第50章 11月6日
陣平くんの帰らない家にひとり帰宅したわたし。
食欲がないなりにも、何かお腹に入れておこうと冷蔵庫にあった豆腐を湯豆腐にして無理やり食べた。
シャワーを浴びて髪を乾かし、スキンケアをしてベッドに転がると、毎日眠っている寝具の匂いが鼻に香って落ち着く。
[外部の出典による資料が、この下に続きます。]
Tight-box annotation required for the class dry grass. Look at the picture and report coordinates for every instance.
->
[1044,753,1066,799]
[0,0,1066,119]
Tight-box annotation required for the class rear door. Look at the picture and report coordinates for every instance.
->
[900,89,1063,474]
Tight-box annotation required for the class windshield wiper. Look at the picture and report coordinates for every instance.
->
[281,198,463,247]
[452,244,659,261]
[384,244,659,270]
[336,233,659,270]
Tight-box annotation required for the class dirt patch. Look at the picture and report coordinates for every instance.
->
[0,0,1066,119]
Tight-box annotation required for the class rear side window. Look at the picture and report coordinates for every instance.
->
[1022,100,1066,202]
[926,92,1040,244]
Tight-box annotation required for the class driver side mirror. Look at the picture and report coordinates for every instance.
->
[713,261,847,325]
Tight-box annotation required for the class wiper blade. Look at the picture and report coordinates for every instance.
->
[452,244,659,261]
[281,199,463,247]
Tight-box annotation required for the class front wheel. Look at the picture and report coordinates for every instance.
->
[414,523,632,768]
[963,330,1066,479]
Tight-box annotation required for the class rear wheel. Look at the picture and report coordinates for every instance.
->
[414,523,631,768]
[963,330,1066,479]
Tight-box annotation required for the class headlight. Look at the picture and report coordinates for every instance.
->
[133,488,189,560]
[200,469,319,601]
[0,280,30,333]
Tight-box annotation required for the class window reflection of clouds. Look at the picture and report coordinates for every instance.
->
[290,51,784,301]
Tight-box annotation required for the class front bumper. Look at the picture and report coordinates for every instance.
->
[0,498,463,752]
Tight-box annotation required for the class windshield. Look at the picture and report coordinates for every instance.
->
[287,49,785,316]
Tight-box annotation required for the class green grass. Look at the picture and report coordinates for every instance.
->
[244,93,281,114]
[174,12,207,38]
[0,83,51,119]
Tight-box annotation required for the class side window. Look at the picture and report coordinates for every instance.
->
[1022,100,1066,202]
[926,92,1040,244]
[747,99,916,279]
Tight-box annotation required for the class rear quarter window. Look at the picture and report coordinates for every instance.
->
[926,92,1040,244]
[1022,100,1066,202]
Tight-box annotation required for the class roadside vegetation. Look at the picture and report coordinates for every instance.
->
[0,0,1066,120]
そしてこれまで何度も見た天井のダウンライトをぼんやりと眺めた。
いつもと変わりないこの一連の流れなのに、心にぽっかりと穴が空いたような感覚。
明日だ。
いよいよ明日は11月7日。
明日で全部が決まる。
わたしがタイムスリップした意味も、きっと明日はっきりするはず。
この4年、一瞬で過ぎ去ったかけがえのない時間。
最後にしたくない。
陣平くんに、生きて欲しい。
そして我儘かもしれないけれど、陣平くんとこの先の未来を一緒に生きたい。
生きたい…
そう願うほど涙が止まらなくなって、陣平くんからもらった彼の身代わりのテディベアをギュッと抱きしめたとき、
ヴーーッヴーーッ
わたしの携帯のバイブが響いた。